The ambiguity and associative resonance of this complex word offers itself as a tenuous and ropey bridge. One which manages, I think, to cathect a desire to repair or re-establish a more equable relation between humans and whales, and an awareness of the systemic violence the pictures emblematise.

Writing this has really helped me clarify that, as a vegan and a reader (my pronouns, I think), my practices of reading and looking are geared towards making human-on-animal violence less debilitating, without doing violence to the work in question. I believe that a positive shift in our relations with other animals is possible through a shift in our thinking. And that that change involves all the resources of human thought; aesthetic, or poetic thinking, as much as philosophical argument, or cultural critique.

 

  1. Edward Lear, The Complete Nonsense and Other Verse, ed. Vivien Noakes (London: Penguin, 2001), 101.

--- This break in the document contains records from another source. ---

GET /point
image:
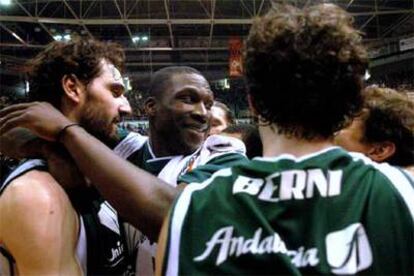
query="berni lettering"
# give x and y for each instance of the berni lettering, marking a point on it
(288, 185)
(236, 246)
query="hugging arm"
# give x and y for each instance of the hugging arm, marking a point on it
(142, 199)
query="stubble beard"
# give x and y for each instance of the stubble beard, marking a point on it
(101, 129)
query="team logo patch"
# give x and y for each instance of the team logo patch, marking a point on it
(348, 250)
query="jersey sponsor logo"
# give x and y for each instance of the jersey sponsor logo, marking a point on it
(116, 254)
(348, 250)
(292, 184)
(108, 217)
(304, 257)
(230, 245)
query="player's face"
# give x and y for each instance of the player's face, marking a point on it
(218, 120)
(184, 112)
(351, 138)
(105, 103)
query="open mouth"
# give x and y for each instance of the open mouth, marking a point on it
(199, 129)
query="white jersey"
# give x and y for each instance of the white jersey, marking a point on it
(216, 152)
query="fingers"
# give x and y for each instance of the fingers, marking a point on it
(13, 108)
(11, 120)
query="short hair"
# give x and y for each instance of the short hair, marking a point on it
(161, 78)
(304, 69)
(227, 112)
(79, 56)
(389, 116)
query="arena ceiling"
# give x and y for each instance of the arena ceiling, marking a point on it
(161, 33)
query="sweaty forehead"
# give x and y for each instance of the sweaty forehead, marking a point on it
(110, 71)
(188, 80)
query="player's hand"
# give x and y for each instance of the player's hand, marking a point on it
(41, 118)
(62, 167)
(21, 143)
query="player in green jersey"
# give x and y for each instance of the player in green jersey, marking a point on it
(385, 129)
(306, 206)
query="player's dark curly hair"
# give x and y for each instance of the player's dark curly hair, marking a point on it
(79, 56)
(389, 116)
(304, 69)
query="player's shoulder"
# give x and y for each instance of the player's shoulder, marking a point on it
(221, 143)
(33, 189)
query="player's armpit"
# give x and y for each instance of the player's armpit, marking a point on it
(41, 227)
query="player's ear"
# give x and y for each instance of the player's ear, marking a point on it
(72, 87)
(150, 106)
(381, 151)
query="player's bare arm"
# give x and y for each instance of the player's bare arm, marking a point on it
(141, 198)
(39, 226)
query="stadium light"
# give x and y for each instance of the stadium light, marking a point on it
(5, 2)
(138, 39)
(65, 37)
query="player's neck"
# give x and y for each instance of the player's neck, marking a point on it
(275, 144)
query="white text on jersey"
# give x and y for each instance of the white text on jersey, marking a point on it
(288, 185)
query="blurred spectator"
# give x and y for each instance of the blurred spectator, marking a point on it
(249, 134)
(385, 129)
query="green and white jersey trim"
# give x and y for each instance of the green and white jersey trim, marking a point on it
(179, 212)
(397, 178)
(375, 204)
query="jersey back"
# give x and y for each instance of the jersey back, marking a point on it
(327, 213)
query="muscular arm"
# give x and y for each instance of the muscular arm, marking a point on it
(39, 226)
(139, 197)
(20, 143)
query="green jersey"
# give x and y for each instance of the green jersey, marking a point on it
(331, 212)
(217, 152)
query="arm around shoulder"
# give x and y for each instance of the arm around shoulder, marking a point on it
(39, 226)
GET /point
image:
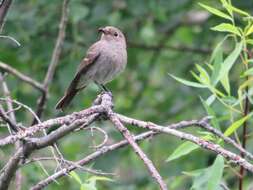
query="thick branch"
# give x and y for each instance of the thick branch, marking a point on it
(102, 151)
(203, 143)
(65, 120)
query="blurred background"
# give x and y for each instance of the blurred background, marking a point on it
(163, 36)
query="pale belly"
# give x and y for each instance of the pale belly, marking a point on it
(105, 69)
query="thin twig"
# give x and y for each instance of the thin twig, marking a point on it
(4, 7)
(21, 76)
(89, 158)
(54, 60)
(128, 136)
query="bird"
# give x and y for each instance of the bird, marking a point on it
(104, 60)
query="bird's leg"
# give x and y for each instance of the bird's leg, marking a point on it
(104, 89)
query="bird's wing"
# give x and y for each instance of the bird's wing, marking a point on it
(91, 56)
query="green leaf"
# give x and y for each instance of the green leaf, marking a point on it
(216, 171)
(215, 11)
(188, 83)
(226, 27)
(225, 83)
(88, 186)
(182, 150)
(78, 12)
(248, 72)
(234, 126)
(211, 112)
(204, 77)
(239, 11)
(229, 61)
(250, 41)
(218, 60)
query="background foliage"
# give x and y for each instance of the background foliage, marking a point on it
(157, 32)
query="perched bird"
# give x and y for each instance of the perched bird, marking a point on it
(104, 60)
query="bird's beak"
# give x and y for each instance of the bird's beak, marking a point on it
(103, 30)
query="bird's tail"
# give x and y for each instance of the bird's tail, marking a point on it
(66, 99)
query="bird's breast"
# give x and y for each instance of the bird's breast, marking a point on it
(112, 61)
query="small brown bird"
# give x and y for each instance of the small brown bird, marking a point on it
(104, 60)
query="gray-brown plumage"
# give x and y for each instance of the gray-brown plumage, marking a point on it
(104, 60)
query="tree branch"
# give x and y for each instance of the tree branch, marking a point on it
(128, 136)
(4, 7)
(21, 76)
(54, 60)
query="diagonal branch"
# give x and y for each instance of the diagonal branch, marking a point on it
(202, 143)
(100, 152)
(21, 76)
(4, 7)
(128, 136)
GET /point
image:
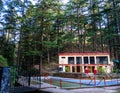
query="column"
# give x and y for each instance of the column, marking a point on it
(4, 79)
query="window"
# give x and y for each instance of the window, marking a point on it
(70, 60)
(60, 68)
(78, 60)
(102, 60)
(85, 60)
(63, 57)
(92, 61)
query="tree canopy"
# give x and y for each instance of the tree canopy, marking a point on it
(31, 33)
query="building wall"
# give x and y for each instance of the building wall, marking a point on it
(63, 61)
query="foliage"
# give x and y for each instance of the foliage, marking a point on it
(3, 61)
(101, 70)
(67, 69)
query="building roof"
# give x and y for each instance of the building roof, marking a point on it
(85, 53)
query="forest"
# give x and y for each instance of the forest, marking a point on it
(34, 33)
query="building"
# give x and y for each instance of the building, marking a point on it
(78, 62)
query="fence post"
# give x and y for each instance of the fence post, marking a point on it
(50, 80)
(95, 80)
(80, 82)
(104, 81)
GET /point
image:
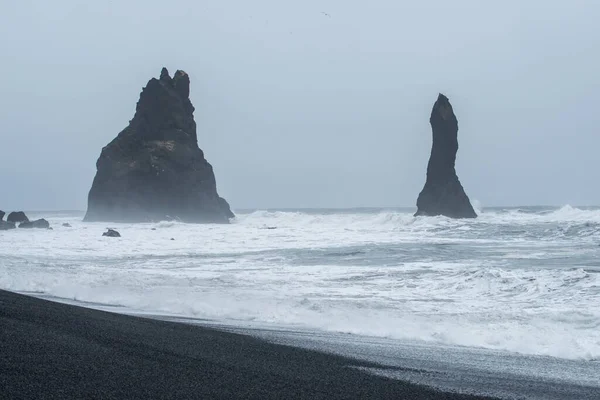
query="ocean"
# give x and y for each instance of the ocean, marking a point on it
(522, 281)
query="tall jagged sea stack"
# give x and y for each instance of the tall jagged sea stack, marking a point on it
(443, 194)
(154, 170)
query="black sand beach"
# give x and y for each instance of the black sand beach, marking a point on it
(56, 351)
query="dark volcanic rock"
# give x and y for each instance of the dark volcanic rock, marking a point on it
(39, 224)
(154, 170)
(443, 194)
(4, 226)
(17, 216)
(111, 233)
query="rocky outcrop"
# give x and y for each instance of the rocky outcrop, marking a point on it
(17, 217)
(38, 224)
(443, 194)
(111, 233)
(4, 226)
(154, 170)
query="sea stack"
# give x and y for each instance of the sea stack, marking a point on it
(154, 170)
(443, 194)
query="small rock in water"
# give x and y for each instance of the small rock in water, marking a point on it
(111, 233)
(17, 217)
(4, 226)
(39, 224)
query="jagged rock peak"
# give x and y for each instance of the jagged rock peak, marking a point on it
(443, 194)
(154, 169)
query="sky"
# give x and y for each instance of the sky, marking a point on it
(311, 103)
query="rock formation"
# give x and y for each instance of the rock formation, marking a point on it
(111, 233)
(154, 170)
(443, 194)
(17, 217)
(39, 224)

  2. Robert Hamilton, The Natural History of the Ordinary Cetacea or Whales, with Memoir of Lacépède (1837; London: No publisher given, 1861), 37.

  3. Henry Dewhurst, The Natural History of the Order Cetacea and the Oceanic Inhabitants of the Arctic Regions: Illustrated with Numerous Lithographic and Wood Engravings (London: Dewhurst, 1834), 13.

  4. William Paley, Natural Theology (1802; Oxford: Oxford University Press, 2006), 211.

  5. Mary Ann Browne, ‘The Song of the Elements’, in Andrew Ashfield, ed., Romantic Women Poets 1788-1848 (Manchester: Manchester University Press, 1998), II: 167.

  6. Tennyson: A Selected Edition, ed. Christopher Ricks (Abingdon, 2007 [1969]), p. 484.

  7. Mary Shelley, Frankenstein, Or the Modern Prometheus, ed. Maurice Hindle (1818; London: Penguin, 2003 [1818]), 41.

  8. Hamilton, Natural History, 42.

  9. John Richardson and John Edward Gray, eds. The Zoology of The Voyage of the H.M.S. Erebus and Terror (London: no publisher given, 1844-45), viii.

  10. Anon., review of Thomas Beale, The Natural History of the Sperm Whale, The Gentleman’s Magazine (March 1839), 289.